1. My father kept my mother’s memory alive in our home by holding on to keepsakes & other specific physical objects belonging to my mother. Nothing of hers was removed prematurely. Many of her things remain in our lives to this day. In fact yesterday I wore a lovely purple sweater of hers that I pulled from the closet in our sitting room. Over the years I’ve discovered things belonging to her that surprise me. She lives on in our lives through photographs, cards she received or penned to us, items of clothing, her old but functioning button accordion & other things she valued and loved. My father carefully chose photographs of Mam to frame and place around our home following her death. Every room contains memories of my mother.

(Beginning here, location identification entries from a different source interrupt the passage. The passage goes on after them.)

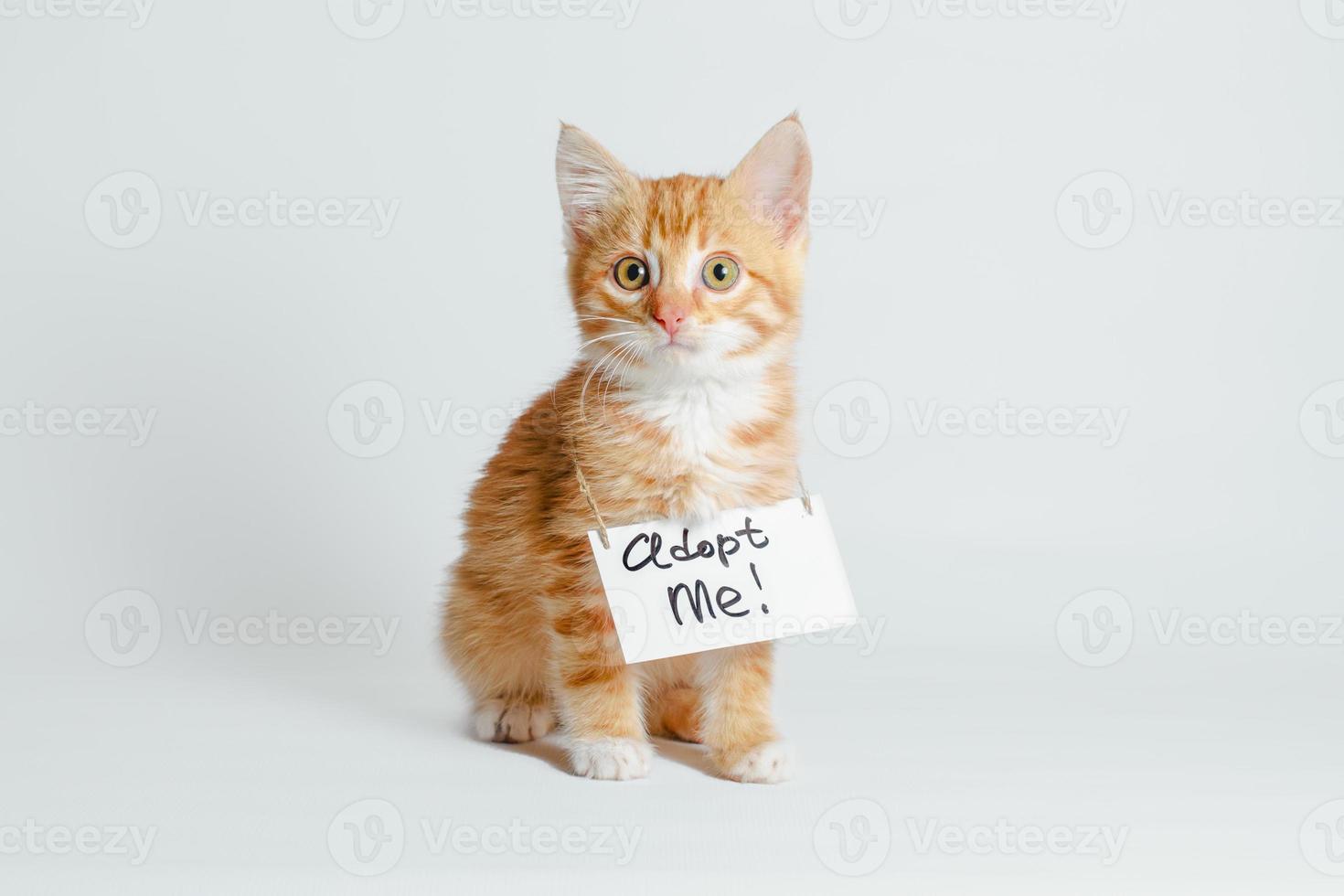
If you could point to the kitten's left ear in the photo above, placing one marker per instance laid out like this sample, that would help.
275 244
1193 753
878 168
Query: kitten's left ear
588 177
774 177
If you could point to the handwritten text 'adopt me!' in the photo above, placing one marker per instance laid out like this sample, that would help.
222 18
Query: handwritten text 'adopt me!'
754 574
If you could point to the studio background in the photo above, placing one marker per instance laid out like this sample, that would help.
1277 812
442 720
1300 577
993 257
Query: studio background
1006 215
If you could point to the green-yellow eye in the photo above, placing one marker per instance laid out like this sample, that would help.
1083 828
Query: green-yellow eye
720 272
631 272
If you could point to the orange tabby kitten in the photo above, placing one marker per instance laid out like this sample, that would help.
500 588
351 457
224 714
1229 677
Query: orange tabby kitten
682 404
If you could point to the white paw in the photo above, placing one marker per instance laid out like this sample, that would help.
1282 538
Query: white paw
769 763
515 723
611 758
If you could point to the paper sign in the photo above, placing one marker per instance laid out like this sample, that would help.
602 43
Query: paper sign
755 574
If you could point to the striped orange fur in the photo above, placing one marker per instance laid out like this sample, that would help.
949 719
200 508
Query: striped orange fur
680 404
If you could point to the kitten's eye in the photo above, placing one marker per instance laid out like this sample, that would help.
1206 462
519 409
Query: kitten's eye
720 272
631 272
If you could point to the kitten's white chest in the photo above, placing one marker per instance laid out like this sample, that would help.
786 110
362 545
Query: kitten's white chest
702 421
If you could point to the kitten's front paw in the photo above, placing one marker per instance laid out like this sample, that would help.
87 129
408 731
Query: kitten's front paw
611 758
768 763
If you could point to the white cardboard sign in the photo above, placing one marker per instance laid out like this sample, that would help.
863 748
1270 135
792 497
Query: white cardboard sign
752 574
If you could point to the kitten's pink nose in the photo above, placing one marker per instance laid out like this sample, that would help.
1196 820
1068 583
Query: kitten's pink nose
671 317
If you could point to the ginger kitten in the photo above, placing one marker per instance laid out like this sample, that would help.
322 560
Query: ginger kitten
680 404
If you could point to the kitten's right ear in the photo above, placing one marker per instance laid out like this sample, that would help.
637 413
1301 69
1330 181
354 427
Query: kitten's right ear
588 177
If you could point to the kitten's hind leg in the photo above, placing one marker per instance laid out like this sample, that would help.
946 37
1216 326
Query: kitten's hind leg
597 695
512 720
677 713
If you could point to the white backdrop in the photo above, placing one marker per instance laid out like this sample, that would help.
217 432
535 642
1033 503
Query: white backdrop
1115 225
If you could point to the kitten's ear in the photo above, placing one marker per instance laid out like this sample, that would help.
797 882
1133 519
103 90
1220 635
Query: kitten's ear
588 177
774 179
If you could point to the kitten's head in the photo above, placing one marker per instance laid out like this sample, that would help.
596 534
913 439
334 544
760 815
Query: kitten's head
686 274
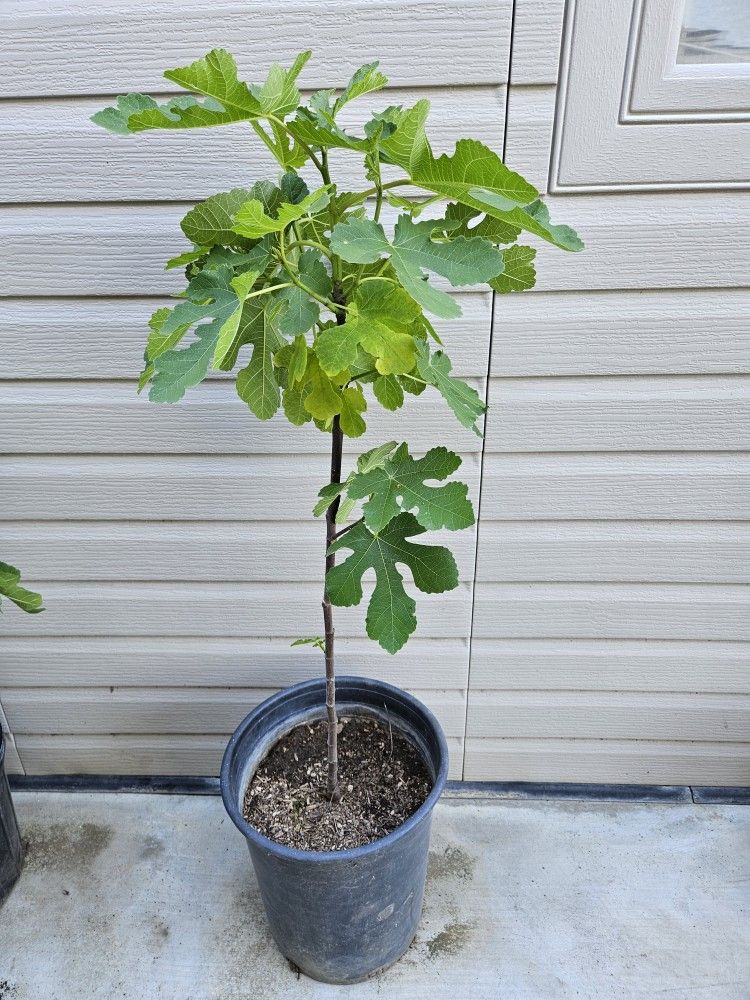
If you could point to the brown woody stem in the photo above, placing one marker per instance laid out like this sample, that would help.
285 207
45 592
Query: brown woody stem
337 441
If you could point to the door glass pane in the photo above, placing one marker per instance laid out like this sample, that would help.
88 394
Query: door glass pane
715 31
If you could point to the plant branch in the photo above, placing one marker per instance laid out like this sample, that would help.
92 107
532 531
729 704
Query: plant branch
307 149
339 309
349 527
311 243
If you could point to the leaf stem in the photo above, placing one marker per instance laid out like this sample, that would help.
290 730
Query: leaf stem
335 307
311 243
349 527
307 149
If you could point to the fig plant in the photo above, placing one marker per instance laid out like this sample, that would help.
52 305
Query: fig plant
322 304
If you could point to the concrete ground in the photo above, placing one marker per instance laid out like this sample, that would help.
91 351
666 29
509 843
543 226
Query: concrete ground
142 896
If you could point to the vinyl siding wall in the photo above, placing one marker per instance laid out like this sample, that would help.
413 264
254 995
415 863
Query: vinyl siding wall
174 545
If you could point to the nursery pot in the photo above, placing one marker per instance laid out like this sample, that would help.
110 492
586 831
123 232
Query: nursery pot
340 916
11 848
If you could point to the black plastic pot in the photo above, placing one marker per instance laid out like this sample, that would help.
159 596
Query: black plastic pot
11 847
340 916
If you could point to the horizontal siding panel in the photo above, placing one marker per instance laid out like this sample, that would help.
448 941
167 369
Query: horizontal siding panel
569 486
614 551
121 250
595 715
84 711
173 488
515 487
537 33
226 551
696 331
611 611
12 760
190 164
531 119
619 761
185 609
111 418
634 240
609 665
125 47
36 661
100 338
146 754
623 414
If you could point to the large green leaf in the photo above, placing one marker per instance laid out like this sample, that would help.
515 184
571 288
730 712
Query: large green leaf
462 261
402 483
473 175
381 319
390 613
257 384
407 144
211 222
215 296
227 99
519 273
366 79
458 217
158 343
177 371
279 95
465 402
10 587
252 221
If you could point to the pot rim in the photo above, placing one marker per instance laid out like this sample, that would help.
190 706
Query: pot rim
351 853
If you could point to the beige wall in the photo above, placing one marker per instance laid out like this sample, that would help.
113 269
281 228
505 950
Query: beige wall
606 609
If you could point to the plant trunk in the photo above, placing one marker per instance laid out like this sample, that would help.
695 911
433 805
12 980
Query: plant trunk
334 792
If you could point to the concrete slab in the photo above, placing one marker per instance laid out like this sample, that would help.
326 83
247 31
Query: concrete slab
139 896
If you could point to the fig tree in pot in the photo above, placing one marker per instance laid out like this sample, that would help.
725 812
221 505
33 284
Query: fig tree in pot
327 307
11 846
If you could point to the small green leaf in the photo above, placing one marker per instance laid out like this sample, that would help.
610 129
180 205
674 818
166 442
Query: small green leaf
519 273
462 261
252 221
465 402
315 640
388 392
256 382
10 587
327 495
302 312
293 401
297 360
390 612
365 80
401 484
353 403
177 371
279 95
158 343
183 259
374 458
211 221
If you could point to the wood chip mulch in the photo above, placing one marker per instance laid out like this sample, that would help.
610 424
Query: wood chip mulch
383 780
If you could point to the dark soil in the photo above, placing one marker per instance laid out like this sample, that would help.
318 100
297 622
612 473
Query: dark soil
382 775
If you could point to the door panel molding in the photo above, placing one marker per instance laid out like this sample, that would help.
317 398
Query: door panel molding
605 136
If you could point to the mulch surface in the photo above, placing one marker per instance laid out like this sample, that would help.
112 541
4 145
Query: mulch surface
382 775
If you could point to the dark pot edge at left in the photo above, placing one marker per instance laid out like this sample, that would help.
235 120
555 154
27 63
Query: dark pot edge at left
232 805
11 845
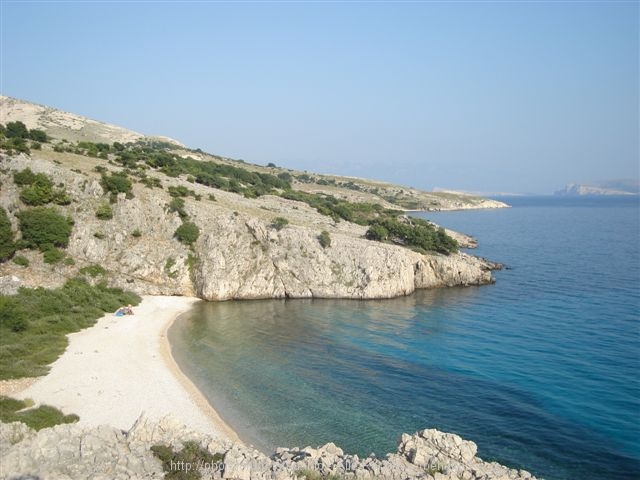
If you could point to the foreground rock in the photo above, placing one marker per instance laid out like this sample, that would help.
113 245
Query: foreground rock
80 452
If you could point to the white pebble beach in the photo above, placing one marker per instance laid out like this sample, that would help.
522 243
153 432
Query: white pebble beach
122 367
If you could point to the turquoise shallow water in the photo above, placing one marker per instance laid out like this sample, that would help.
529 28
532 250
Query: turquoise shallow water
540 369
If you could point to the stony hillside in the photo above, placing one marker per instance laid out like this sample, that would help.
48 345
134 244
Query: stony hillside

2. We spoke about my mother regularly after her passing. Though I didn’t talk about Mam to others she was often mentioned in our home. I sometimes asked questions about her past and Dad answered to the best of his ability. Together we recalled her favorite songs, frequently looked through family photo albums and as we got older we acknowledged the absence her death left.
3. Our friends were always welcome in our home. We spent ample time with our peers both at our house and in theirs. Blessed with wonderful friends who cared about me I spent hours on end laughing with them and having fun. I lost myself in childish games and silliness. Such relief! Dad often drove us around to local events, treated us to train rides and parties and invited my pals on various excursions. To this day my friends recall his warmth and kindness.
4. Outings and adventures were planned. My father took us on trips abroad after Mam died. We visited London, The Isle of Man, Jersey and in later years other countries in Europe such as Italy and Switzerland. Dad took us to visit our cousins in Dublin, Galway, Waterford and Limerick. We went on short boat excursions and joined a walking club. Dad made sure to keep us occupied while at the same time allowing us plenty of down time as needed.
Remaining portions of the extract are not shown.